Your approach to scaling is a critical design consideration because whether you plan to scale out your solution through a Web farm, a load-balanced middle tier, or a partitioned database, you need to ensure that your design supports this.

When you scale your application, you can choose from and combine two basic choices:

Scale up: Get a bigger box.
Scale out: Get more boxes.

Scale Up: Get a Bigger Box

With this approach, you add hardware such as processors, RAM, and network interface cards to your existing servers to support increased capacity. This is a simple option and one that can be cost effective. It does not introduce additional maintenance and support costs. However, any single points of failure remain, which is a risk. Beyond a certain threshold, adding more hardware to the existing servers may not produce the desired results. For an application to scale up effectively, the underlying framework, runtime, and computer architecture must scale up as well. When scaling up, consider which resources the application is bound by. If it is memory-bound or network-bound, adding CPU resources will not help.

Scale Out: Get More Boxes

To scale out, you add more servers and use load balancing and clustering solutions. In addition to handling additional load, the scale-out scenario also protects against hardware failures. If one server fails, there are additional servers in the cluster that can take over the load. For example, you might host multiple Web servers in a Web farm that hosts presentation and business layers, or you might physically partition your application's business logic and use a separately load-balanced middle tier along with a load-balanced front tier hosting the presentation layer. If your application is I/O-constrained and you must support an extremely large database, you might partition your database across multiple database servers. In general, the ability of an application to scale out depends more on its architecture than on underlying infrastructure.

Guidelines

Consider the following approaches to scaling:

Consider whether you need to support scale out.
Consider design implications and tradeoffs up front.
Consider database partitioning at design time.

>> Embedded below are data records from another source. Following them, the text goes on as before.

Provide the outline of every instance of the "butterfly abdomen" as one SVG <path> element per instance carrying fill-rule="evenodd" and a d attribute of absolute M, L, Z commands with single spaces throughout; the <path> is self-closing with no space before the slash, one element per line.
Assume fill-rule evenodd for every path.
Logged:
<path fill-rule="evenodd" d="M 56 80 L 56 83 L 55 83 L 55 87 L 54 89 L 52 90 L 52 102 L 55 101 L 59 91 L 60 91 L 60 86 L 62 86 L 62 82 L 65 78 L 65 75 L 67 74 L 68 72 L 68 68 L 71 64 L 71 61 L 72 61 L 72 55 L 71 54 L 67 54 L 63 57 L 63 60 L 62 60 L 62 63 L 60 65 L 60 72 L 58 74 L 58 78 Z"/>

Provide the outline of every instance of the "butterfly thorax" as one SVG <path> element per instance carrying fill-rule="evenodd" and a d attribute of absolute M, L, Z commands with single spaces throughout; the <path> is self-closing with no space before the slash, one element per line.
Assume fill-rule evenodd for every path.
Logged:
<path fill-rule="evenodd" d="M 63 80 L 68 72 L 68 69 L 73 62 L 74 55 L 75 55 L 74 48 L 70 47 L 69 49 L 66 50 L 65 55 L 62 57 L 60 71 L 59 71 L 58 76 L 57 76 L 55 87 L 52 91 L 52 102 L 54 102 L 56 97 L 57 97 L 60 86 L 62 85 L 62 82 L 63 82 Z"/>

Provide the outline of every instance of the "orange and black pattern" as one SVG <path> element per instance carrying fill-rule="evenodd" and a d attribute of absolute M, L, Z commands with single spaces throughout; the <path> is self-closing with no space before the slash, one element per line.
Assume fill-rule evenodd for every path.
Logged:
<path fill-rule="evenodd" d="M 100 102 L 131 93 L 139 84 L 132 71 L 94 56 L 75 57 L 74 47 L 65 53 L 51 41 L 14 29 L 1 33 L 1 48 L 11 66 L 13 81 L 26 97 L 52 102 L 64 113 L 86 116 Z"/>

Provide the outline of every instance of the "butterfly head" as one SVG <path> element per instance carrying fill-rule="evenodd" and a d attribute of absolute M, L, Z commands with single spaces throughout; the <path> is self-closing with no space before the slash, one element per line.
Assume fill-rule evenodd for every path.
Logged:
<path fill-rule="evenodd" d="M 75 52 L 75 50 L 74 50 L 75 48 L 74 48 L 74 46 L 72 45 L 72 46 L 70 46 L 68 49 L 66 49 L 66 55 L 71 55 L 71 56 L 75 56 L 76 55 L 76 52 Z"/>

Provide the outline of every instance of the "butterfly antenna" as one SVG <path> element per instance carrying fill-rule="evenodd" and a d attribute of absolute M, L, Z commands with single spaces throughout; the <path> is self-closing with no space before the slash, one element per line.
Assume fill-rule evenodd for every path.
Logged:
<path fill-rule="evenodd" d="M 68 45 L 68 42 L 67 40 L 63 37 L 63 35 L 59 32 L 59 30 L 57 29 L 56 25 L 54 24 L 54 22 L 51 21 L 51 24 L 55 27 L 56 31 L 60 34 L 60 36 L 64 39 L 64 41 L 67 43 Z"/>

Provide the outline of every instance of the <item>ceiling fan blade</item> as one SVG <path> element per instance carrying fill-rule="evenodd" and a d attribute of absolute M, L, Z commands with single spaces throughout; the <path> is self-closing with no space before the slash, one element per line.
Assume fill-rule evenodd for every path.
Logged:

Consider Whether You Need to Support Scale Out

Scaling up with additional processor power and increased memory can be a cost-effective solution, It also avoids introducing the additional management cost associated with scaling out and using Web farms and clustering technology. You should look at scale-up options first and conduct performance tests to see whether scaling up your solution meets your defined scalability criteria and supports the necessary number of concurrent users at an acceptable level of performance. You should have a scaling plan for your system that tracks its observed growth.

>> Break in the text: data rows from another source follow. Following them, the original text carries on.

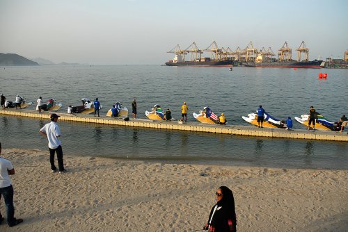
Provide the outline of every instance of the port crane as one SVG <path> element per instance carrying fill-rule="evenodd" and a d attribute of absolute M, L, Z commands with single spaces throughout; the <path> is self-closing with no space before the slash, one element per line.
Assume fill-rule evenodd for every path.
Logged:
<path fill-rule="evenodd" d="M 305 61 L 308 61 L 308 56 L 309 56 L 309 49 L 306 47 L 306 44 L 304 41 L 302 41 L 301 43 L 300 47 L 296 51 L 298 51 L 297 53 L 297 61 L 300 62 L 301 61 L 301 53 L 303 52 L 305 53 L 305 58 L 303 60 Z"/>
<path fill-rule="evenodd" d="M 203 53 L 202 50 L 198 49 L 195 42 L 191 44 L 186 49 L 184 50 L 186 53 L 191 54 L 191 61 L 200 61 L 201 56 Z"/>
<path fill-rule="evenodd" d="M 346 62 L 346 65 L 348 65 L 348 49 L 345 52 L 345 61 Z"/>
<path fill-rule="evenodd" d="M 213 42 L 203 51 L 210 51 L 210 59 L 212 60 L 220 60 L 221 58 L 221 49 L 218 47 L 215 41 L 213 41 Z"/>
<path fill-rule="evenodd" d="M 278 50 L 278 60 L 279 62 L 288 62 L 292 60 L 292 49 L 289 48 L 287 42 L 285 41 L 281 49 Z"/>
<path fill-rule="evenodd" d="M 167 51 L 168 53 L 175 53 L 175 56 L 180 56 L 182 58 L 182 61 L 185 60 L 185 55 L 187 52 L 185 50 L 182 50 L 179 44 L 176 45 L 169 51 Z"/>
<path fill-rule="evenodd" d="M 250 42 L 248 46 L 243 50 L 246 62 L 255 61 L 258 55 L 258 49 L 254 49 L 253 42 Z"/>

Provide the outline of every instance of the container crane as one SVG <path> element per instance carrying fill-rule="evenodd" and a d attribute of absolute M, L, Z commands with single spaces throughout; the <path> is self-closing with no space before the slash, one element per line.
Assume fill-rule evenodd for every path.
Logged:
<path fill-rule="evenodd" d="M 169 51 L 167 51 L 168 53 L 174 53 L 175 54 L 175 58 L 174 59 L 177 59 L 177 60 L 184 61 L 185 60 L 185 55 L 187 52 L 185 50 L 182 50 L 179 44 L 174 47 L 173 49 Z"/>
<path fill-rule="evenodd" d="M 301 53 L 303 52 L 305 53 L 305 58 L 304 61 L 308 61 L 308 56 L 309 56 L 309 49 L 306 47 L 306 44 L 304 41 L 302 41 L 301 43 L 300 47 L 296 51 L 298 51 L 297 53 L 297 61 L 300 62 L 301 61 Z"/>
<path fill-rule="evenodd" d="M 251 41 L 248 46 L 243 50 L 245 61 L 255 61 L 258 55 L 258 49 L 254 49 L 253 42 Z"/>
<path fill-rule="evenodd" d="M 205 49 L 204 51 L 210 51 L 210 59 L 212 60 L 220 60 L 221 57 L 221 49 L 220 49 L 215 41 L 213 42 Z"/>
<path fill-rule="evenodd" d="M 202 50 L 198 49 L 195 42 L 191 44 L 186 49 L 184 50 L 187 53 L 191 54 L 191 61 L 199 62 L 201 59 L 201 56 L 203 53 Z"/>
<path fill-rule="evenodd" d="M 285 41 L 281 49 L 278 50 L 278 60 L 279 62 L 289 62 L 292 60 L 292 49 L 289 48 Z"/>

If scaling up your solution does not provide adequate scalability because you reach CPU, I/O, or memory thresholds, you must scale out and introduce additional servers. To ensure that your application can be scaled out successfully, consider the following practices in your design:

You need to be able to scale out your bottlenecks, wherever they are. If the bottlenecks are on a shared resource that cannot be scaled, you have a problem. However, having a class of servers that have affinity with one resource type could be beneficial, but they must then be independently scaled. For example, if you have a single SQL Server™ that provides a directory, everyone uses it. In this case, when the server becomes a bottleneck, you can scale out and use multiple copies. Creating an affinity between the data in the directory and the SQL Servers that serve the data allows you to specialize those servers and does not cause scaling problems later, so in this case affinity is a good idea.
Define a loosely coupled and layered design. A loosely coupled, layered design with clean, remotable interfaces is more easily scaled out than tightly-coupled layers with "chatty" interactions. A layered design will have natural clutch points, making it ideal for scaling out at the layer boundaries. The trick is to find the right boundaries. For example, business logic may be more easily relocated to a load-balanced, middle-tier application server farm.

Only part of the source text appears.